Local store has this big prop... Looks to be foam board, PVC frame, garden borders...anyone see a how to on this? It is about budget Bucky scale.


----------



## Wyatt Furr (Jun 5, 2006)

what local store?????
I've gotta check this out


----------



## kendallizm (Feb 16, 2008)

*pirate ship prop*

I want one!


----------



## tonguesandwich (Oct 13, 2006)

The Halloween store on tenya and lakemead... by the kids pizza place.


----------



## DeathTouch (Sep 6, 2005)

One man's local store is another man's vacation trip.


----------



## skeletonowl (Aug 8, 2006)

That's pretty neat!

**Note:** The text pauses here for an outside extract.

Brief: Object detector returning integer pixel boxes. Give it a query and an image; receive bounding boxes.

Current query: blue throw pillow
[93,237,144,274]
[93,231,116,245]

Do you know the name of the store? The company?


----------



## buckaneerbabe (Jun 5, 2007)

Tonguesandwich, If you get more pics we should be able to figure it out. It looks pretty simple to build, I think all the detail work is whats makes it look hard. It looks like it has a store bought tombstone and some decorative molding on it, maybe some thin balsa wood for the window trim. Heck, I want some of those barrels too!


----------



## GothicCandle (Mar 26, 2007)

we had a pirate ship in the store i worked in, but it wasn't nearly as cool as that!!!!


----------



## turtle2778 (Jul 9, 2006)

yes yes, get some more pictures.


----------



## scareme (Aug 29, 2006)

Looks cool, but I'd need alot more storage than I have now. lol


----------



## tonguesandwich (Oct 13, 2006)

I can't get down there until after the Haunt show.... going to Hawaii, then I will be living at the show!

I think Wyatt is going down to check it out....


----------



## tonguesandwich (Oct 13, 2006)

All the hard lines are PVC...they have been heated and curved. The bottom ribs are just strips of foam layered on top of a solid piece. The lights are yard lights. The black on the back window (garden borders) is a black scrim on the inside. Tombstone on Back. 
Looks like the foam board is on the inside of the frame. It looks like it is a complete hardware store piece...except for the tombstone and there looks like a few decorative pieces from Michaels.

This is much bigger than than photo looks....


----------



## buckaneerbabe (Jun 5, 2007)

Well, after your trip (jealous) and Transworld I'd love to see someone here built that baby. That is the most detailed ship I've seen. I've stayed away from having a ship myself due to storage and transportation issues but would absolutely love to build one or see one built in person.


----------